Thursday, May 28, 2009

Tivo makes me nostalgic, but I've moved on...

Dear Tivo,

What happened to us? We were inseparable. It was just you, me, and cable TV. Life was good. Really good. In fact, I couldn't imagine life without you, even when DIRECTV and Comcast starting offering their own DVRs as a standard part of their cable services.

I like to think I was Olive Oyl and you were my Popeye, and the cable companies were Bluto, always trying to force their way in-between us and undermine you with an eye toward my affection. But it didn't happen, and still doesn't, even as your peanut-shaped remote just lies there on my coffee table, lifeless.

Oh, your remote! The buttons felt so right. They responded so well to the touch, not like the others, which took a few muscled depressions before it finally responded, and then responded again and again, the signals finally catching up and me so far adrift from my target. I was afraid to use the other remotes. But never yours.

And the little TV with the antenna and legs. He gave the whole thing personality. I hated the times the machine needed to reboot, but look over there! That little guy is having so much fun sliding and swinging around!

That was my last encounter with you. Something happened. Months ago–I lost count–you overheated and conked out. It was sudden, and I mourned for you.

But I didn't do anything about it. I didn't fix you. I didn't replace you. I just carried on.

Frankly, TV WAS better with you. Unfortunately, it's no longer better enough to warrant the work needed to troubleshoot you and rescue the 70+ episodes of Dora the Explorer I so obsessively recorded for my kids. They're on to Hanna Montana, now.

And me? Well, I guess I'll watch North by Northwest some other time. Same with those other movies I collected over the years but never got around to playing.
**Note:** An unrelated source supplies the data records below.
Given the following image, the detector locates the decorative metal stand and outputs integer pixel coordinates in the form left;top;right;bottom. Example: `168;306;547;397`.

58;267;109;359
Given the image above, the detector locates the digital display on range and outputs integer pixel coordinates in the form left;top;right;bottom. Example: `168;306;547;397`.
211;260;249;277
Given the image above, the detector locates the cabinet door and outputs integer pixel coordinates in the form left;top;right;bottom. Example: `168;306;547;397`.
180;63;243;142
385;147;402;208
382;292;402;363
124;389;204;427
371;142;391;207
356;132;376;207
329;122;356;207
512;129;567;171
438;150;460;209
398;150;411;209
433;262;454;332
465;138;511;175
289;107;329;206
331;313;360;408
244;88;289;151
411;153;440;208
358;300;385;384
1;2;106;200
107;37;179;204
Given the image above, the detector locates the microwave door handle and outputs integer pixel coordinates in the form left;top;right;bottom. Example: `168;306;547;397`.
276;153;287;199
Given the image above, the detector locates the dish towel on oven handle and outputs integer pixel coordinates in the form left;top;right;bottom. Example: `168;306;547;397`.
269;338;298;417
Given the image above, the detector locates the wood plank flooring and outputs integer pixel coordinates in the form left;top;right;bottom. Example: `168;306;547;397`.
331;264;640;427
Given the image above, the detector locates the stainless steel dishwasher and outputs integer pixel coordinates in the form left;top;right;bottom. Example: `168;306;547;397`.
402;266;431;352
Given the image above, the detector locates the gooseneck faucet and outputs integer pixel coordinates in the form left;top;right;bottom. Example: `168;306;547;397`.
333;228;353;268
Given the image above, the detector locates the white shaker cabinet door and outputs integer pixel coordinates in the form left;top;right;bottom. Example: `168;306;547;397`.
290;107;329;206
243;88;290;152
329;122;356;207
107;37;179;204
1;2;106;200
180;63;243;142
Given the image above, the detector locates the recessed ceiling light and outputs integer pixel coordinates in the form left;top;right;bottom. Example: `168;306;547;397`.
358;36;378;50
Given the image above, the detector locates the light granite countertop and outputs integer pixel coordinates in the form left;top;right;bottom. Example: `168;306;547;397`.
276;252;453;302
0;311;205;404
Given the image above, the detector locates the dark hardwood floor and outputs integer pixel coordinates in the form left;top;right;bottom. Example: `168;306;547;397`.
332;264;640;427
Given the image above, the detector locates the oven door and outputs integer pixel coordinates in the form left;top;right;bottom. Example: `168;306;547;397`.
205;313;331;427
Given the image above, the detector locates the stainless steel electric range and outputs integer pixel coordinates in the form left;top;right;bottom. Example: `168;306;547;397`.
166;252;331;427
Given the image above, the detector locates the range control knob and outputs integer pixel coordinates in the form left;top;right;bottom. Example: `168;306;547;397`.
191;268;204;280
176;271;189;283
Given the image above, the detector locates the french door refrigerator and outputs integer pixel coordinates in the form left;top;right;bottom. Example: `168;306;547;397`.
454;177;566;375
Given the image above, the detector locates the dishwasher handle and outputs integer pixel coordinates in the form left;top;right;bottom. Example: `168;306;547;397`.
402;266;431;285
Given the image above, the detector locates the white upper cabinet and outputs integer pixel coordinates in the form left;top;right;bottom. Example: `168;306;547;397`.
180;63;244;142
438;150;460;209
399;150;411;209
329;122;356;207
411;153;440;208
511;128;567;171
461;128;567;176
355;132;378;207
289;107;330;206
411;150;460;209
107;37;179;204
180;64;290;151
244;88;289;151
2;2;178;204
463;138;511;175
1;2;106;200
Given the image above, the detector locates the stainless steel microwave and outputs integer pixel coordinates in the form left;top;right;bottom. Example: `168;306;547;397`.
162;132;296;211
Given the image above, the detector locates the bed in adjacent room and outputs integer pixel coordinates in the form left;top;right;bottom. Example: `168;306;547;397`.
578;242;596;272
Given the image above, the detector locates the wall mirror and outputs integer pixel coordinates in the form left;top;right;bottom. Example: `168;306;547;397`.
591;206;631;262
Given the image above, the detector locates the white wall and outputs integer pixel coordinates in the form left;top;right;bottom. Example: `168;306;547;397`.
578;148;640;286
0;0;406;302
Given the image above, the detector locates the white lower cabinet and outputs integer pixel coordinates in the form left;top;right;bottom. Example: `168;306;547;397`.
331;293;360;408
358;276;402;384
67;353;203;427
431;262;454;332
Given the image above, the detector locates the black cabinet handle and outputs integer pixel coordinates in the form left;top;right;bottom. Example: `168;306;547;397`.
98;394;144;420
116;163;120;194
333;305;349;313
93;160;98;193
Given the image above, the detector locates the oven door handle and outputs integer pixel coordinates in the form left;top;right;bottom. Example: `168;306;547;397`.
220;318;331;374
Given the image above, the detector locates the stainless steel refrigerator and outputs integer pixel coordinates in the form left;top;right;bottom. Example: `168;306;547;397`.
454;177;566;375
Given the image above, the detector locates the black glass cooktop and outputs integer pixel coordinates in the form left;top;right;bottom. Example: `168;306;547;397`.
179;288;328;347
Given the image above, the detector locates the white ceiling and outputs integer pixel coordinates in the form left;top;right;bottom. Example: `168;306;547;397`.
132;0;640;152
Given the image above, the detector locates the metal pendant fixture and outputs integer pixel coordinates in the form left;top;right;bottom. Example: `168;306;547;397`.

Perhaps I'm in recovery. All the hours of TV I watched and wanted to watch and didn't know I needed to watch. You made me voracious for TV, but I could never keep up.

You enabled me. I explored Steve McQueen and wishlisted Anthony Wong. I felt confident that I wasn't missing anything, even if I never watched most of it.

I suppose the missing piece in our broken relationship is TV. I don't watch that much of it anymore. I've moved on to Hulu. It doesn't have everything, but it has enough to keep me satisfied. There's no queue, no pile-up of movies and TV episodes to dig through. I just graze and go.

Today the New York Times said that you posted another quarterly loss. It makes me sad because I loved you. I still love you. But I think for many of us, it's simply time to move on.